September 19, 2016

The trust gap that needs bridging

Political analysts in Myanmar often assert that the political parties and their party system are central to the effective function and eventual consolidation of democracy. According to their beliefs, there is a trust gap in mass attitudes towards the ruling party and the opposition party. And their belief is assumed to have been based on the 2015 election results, which indicate that the overwhelming majority of the people lack trust in the current major opposition party. This is, in fact, not a good sign for democracy, which requires the balance of power.

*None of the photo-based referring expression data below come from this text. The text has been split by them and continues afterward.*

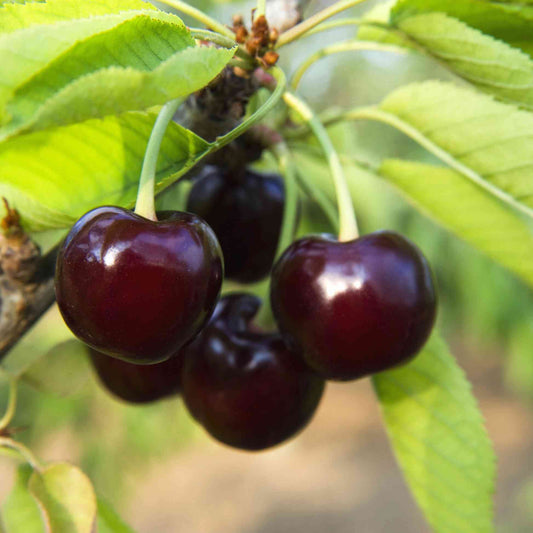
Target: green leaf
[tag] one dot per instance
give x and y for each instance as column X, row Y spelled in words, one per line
column 109, row 521
column 63, row 370
column 23, row 55
column 66, row 498
column 20, row 511
column 83, row 166
column 488, row 142
column 439, row 439
column 125, row 62
column 16, row 16
column 468, row 211
column 507, row 22
column 117, row 90
column 487, row 63
column 381, row 14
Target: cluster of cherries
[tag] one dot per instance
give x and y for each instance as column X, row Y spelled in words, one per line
column 143, row 295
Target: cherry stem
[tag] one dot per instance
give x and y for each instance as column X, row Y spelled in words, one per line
column 347, row 221
column 350, row 21
column 198, row 15
column 288, row 171
column 22, row 450
column 348, row 46
column 213, row 37
column 297, row 31
column 11, row 405
column 277, row 93
column 145, row 205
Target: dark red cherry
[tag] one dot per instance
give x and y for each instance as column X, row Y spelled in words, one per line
column 138, row 383
column 245, row 387
column 136, row 289
column 354, row 308
column 245, row 212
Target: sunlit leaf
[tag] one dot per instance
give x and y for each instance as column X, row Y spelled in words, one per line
column 440, row 441
column 66, row 498
column 83, row 166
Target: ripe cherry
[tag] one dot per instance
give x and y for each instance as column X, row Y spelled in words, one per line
column 245, row 387
column 138, row 383
column 354, row 308
column 136, row 289
column 245, row 212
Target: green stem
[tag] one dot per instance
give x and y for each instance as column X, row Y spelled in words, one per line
column 198, row 15
column 222, row 40
column 11, row 405
column 333, row 24
column 261, row 8
column 348, row 46
column 349, row 21
column 376, row 114
column 290, row 218
column 259, row 114
column 347, row 221
column 145, row 205
column 213, row 37
column 24, row 451
column 290, row 211
column 308, row 24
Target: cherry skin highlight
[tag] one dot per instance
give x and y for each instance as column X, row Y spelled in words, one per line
column 136, row 289
column 245, row 212
column 138, row 383
column 245, row 387
column 354, row 308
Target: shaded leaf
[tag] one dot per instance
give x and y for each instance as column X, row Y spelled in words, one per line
column 440, row 441
column 66, row 498
column 20, row 511
column 489, row 64
column 117, row 90
column 129, row 61
column 83, row 166
column 489, row 142
column 507, row 22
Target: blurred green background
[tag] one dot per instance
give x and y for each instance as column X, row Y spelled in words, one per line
column 485, row 313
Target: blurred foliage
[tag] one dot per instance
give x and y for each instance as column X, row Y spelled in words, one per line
column 113, row 442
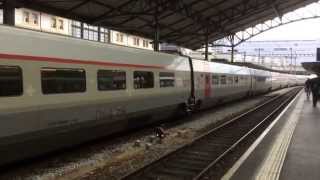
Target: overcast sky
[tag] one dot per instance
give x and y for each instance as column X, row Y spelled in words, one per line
column 303, row 30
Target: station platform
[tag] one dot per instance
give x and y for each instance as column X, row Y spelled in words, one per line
column 288, row 150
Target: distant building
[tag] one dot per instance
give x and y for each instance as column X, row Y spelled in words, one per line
column 124, row 39
column 35, row 20
column 40, row 21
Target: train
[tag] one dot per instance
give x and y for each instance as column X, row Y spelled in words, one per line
column 58, row 91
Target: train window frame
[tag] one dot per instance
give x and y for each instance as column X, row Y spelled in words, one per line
column 236, row 79
column 83, row 84
column 215, row 79
column 20, row 83
column 223, row 80
column 172, row 75
column 138, row 85
column 229, row 79
column 112, row 71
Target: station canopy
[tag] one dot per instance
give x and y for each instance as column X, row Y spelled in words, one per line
column 187, row 23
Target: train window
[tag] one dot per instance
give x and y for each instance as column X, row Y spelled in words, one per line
column 166, row 79
column 10, row 81
column 111, row 80
column 223, row 79
column 143, row 79
column 236, row 79
column 215, row 79
column 55, row 81
column 261, row 78
column 229, row 80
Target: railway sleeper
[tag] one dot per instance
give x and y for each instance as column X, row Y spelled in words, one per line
column 184, row 167
column 192, row 162
column 173, row 173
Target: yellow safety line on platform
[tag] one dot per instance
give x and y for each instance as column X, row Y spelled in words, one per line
column 272, row 165
column 237, row 165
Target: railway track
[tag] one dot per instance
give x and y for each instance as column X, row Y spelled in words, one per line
column 197, row 158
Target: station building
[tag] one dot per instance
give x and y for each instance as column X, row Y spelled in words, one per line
column 39, row 21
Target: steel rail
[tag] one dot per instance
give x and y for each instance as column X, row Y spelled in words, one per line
column 158, row 164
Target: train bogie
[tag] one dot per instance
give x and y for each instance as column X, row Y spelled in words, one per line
column 63, row 91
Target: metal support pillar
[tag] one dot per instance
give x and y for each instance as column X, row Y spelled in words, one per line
column 109, row 36
column 232, row 53
column 9, row 13
column 156, row 40
column 206, row 47
column 99, row 33
column 231, row 39
column 81, row 30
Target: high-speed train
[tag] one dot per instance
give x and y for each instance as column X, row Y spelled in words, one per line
column 58, row 91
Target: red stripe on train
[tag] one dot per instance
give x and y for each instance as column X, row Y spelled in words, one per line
column 73, row 61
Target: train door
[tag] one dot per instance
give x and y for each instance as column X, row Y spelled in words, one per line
column 207, row 86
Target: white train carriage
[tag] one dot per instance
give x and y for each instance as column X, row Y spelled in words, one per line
column 216, row 83
column 58, row 91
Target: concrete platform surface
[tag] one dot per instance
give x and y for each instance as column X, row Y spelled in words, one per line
column 288, row 150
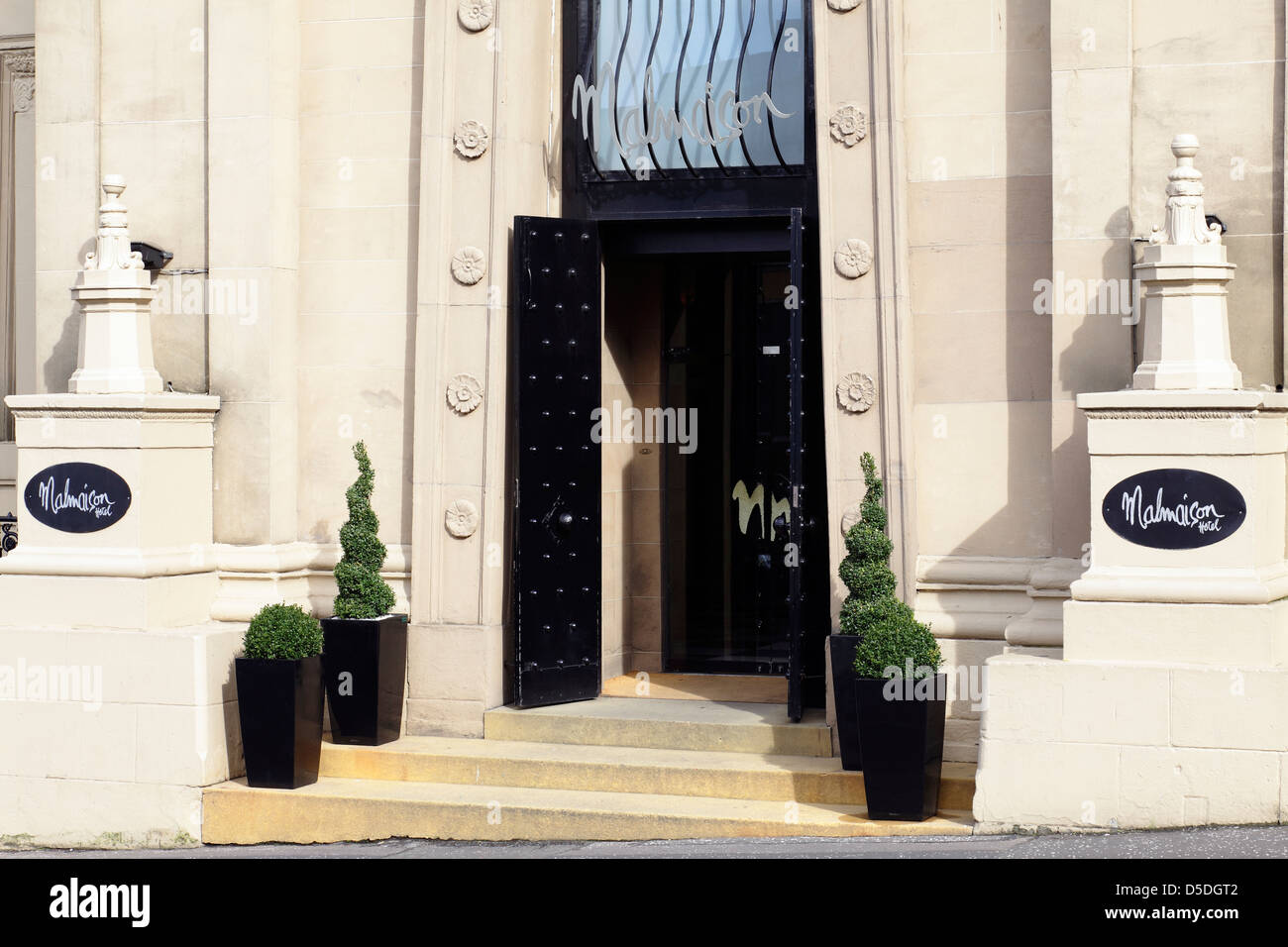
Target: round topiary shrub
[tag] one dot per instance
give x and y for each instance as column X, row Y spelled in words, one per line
column 364, row 594
column 889, row 634
column 282, row 633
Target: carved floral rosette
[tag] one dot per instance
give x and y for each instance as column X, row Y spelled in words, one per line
column 464, row 393
column 462, row 518
column 857, row 392
column 469, row 265
column 853, row 258
column 849, row 125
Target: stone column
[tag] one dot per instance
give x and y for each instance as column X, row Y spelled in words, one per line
column 484, row 158
column 1168, row 706
column 153, row 565
column 114, row 681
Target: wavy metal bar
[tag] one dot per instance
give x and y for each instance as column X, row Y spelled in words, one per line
column 8, row 535
column 657, row 31
column 617, row 76
column 679, row 76
column 588, row 72
column 711, row 71
column 769, row 85
column 737, row 85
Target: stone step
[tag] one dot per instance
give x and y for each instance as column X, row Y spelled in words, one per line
column 743, row 688
column 666, row 724
column 336, row 809
column 619, row 770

In this regard, it is worth noting that the mother-like public figure is said to have told a top leader of the opposition party to strengthen the latter’s party through drastic reform, because her party needs competition. As known to all, perfect competition, in an ideal democracy, is necessary. Political competition plays a crucial role in the democratic cycle, be it as a possible mainspring of political participation or as the essential element of democratic accountability and responsiveness. Thus, it is quite obvious that opposition plays an important role, holding the ruling party accountable and responsive.
Nevertheless, it is also of utmost importance for the opposition to make constructive criticism and have a positive approach in addition to harboring the correct attitude, not bent upon attacking the government. Such actions, activities and attitudes will only be counterproductive and they can widen the trust gap in people’s attitudes towards the ruling party and the opposition. Such being the case, the opposition should build confidence through structural reformation and changing the mindset of the members of the party organizations at all levels. It will take time, as people naturally resist change, merely wishing to maintain the status quo. Short-term change management courses or sessions are recommended along with recruitment of good and able party members, young and old. One important piece of advice is not to bother with seniority in membership or age in assigning of duties. What counts is not the seniority but the ability, loyalty, sincerity, honesty and efficiency.